Local Anomaly and Intrusion Detection:
We conducted research on multiple high-impact use-cases for local detection in SAPPAN, namely DGA detection, phishing detection, host and application profiling, and anomaly detection based on these profiles. For the DGA and phishing detection, we successfully evaluated a novel deep neural network trained to detect the DGA and Phishing domains with higher precision than contemporary approaches. We were even able to determine the different malware families of the malware, that generated the DGAs. We also provided a tool for large-scale host behavioral profiling including the tool for a visual exploration of the host profiles.  Our current efforts focus on the possibility of the utilization of the process mining approaches to model application behavior and also on the approaches to the detection of the host and network behavioral profiling.

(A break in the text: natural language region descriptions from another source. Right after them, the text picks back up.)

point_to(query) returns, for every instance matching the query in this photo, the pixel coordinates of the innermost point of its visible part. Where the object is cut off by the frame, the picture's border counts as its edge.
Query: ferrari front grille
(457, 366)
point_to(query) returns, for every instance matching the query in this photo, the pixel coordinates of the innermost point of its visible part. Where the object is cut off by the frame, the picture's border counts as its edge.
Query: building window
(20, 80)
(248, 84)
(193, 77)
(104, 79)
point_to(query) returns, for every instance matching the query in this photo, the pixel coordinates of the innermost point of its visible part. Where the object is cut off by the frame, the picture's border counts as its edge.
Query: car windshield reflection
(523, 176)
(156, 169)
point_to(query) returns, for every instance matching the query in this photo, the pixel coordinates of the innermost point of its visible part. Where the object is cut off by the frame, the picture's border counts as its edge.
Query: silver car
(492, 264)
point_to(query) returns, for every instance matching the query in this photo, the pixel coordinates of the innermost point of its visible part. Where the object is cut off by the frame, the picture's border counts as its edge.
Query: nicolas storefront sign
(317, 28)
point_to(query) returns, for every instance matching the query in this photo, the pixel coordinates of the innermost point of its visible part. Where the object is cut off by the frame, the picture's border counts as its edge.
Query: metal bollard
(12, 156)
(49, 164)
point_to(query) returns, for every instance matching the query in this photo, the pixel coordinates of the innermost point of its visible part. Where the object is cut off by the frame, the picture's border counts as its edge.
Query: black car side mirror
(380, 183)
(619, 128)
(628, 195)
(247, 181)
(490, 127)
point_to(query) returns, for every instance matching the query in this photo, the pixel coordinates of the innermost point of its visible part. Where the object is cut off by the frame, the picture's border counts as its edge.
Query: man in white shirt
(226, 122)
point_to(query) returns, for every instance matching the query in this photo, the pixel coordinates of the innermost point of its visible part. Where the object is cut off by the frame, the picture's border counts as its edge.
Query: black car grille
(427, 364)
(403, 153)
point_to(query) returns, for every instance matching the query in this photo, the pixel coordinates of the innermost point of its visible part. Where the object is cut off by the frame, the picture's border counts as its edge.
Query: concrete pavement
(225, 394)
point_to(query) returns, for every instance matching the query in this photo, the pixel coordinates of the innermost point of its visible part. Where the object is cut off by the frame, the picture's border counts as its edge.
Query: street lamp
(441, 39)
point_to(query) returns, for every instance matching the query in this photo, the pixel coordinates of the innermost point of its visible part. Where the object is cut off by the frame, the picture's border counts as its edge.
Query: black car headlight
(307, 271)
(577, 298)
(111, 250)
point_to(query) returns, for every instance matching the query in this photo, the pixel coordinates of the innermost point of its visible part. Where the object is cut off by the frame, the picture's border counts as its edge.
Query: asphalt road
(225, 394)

Privacy preserving anomaly/intrusion detection:
Our current effort is to focus on the possibilities to globally train a DGA classifier with multiple parties, however, either the locally private data sets or models are threatened to being disclosed by the latest inference attacks. We expect to mitigate or impede the success of known inference attacks in our sharing scenarios while preserving utility of the classifier, with the goal that sharing should remain beneficial with sufficient privacy guarantees.

Federated Threat Detection:
We planned to extend the capabilities of the newly developed local detection methods from WP3 by sharing local knowledge. Up until now we focused on the DGA and phishing detection context where we planned and conducted first experiments with the goal of increasing the detection capabilities by federation, e.g. using federated learning. Results show that including training data from different organizations can increase the capabilities of our classifiers.

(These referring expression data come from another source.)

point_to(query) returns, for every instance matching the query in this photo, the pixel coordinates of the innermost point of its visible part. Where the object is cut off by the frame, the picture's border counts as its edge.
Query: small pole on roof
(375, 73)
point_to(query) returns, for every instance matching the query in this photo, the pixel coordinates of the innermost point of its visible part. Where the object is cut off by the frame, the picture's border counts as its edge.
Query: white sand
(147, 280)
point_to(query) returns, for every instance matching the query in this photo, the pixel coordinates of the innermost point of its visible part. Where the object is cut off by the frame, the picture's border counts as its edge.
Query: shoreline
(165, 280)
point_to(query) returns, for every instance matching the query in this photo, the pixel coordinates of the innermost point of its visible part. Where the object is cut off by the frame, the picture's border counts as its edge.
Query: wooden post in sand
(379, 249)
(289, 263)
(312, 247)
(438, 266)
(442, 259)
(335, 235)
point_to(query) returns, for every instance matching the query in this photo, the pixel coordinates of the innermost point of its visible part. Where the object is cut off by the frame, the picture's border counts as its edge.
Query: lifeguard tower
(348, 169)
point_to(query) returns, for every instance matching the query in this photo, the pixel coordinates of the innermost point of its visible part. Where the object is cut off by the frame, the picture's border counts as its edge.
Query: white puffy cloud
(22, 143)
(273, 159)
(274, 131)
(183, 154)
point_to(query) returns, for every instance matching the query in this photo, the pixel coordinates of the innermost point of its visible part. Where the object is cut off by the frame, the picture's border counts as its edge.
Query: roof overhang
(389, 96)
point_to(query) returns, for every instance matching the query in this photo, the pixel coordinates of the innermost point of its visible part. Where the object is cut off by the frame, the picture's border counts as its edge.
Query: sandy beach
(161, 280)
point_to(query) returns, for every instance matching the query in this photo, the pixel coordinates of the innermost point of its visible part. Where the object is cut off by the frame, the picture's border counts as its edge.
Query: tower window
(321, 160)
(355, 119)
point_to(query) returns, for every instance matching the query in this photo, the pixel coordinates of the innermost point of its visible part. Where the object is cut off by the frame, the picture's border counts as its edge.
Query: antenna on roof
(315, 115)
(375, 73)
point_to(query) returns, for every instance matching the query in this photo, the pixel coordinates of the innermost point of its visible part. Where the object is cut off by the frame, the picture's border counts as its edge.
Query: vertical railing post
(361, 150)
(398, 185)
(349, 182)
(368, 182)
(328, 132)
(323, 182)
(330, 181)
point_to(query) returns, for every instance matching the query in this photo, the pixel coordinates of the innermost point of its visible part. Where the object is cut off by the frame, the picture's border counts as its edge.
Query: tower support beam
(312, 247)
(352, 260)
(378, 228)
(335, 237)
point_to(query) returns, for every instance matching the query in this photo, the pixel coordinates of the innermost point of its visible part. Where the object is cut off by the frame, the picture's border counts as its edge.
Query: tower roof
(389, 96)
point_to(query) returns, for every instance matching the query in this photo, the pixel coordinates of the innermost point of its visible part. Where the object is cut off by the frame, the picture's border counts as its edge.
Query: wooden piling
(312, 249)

Automating and Sharing Incident Response Handling:
While there exist publicly-available incident handling playbooks, these are too general and abstract. What we envision are more detailed and formalized playbooks, machine-readable and, ideally, machine-understandable. Our current effort revolves around formalization of incident handling playbooks using Semantic Media Wiki and gathering vocabularies. Our vision is that by sharing formalized response information will enable organizations to react to an attack swiftly and effectively.

While handling security alerts is time-consuming and requires significant expertise, many alerts generated by security monitoring systems are actually false - mistakes of those systems. Recognizing such false alerts and discarding them quickly is highly important for effective and efficient SOC operations. We've implemented prototypes for evaluating similarity of complex and context-rich alerts, which enable SOC personnel to easily find closely resembling ones. Our goal is to turn the prototypes to automated methods of identifying false alerts and reliably recommending incident handling actions to security analysts and incident response professionals.

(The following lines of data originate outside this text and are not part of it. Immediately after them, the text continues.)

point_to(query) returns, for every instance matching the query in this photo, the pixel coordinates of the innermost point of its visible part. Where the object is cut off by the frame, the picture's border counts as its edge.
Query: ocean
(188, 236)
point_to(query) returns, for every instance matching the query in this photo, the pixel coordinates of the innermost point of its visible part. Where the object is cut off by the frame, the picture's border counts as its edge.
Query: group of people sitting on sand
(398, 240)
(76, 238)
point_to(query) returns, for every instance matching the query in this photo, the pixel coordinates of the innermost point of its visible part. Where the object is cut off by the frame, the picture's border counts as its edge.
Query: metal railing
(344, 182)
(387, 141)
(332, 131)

At this time, the work on the dashboard is mostly of preparative nature for future improvements on the state of the art. We laid the foundations for tracking analytical provenance, which we envision to help in authoring and/or refining playbooks in the future. For the future, we envision our visualisations to provide greater transparency in regards to the uncertainty that exists in machine learning models and related data
SAPPAN Concept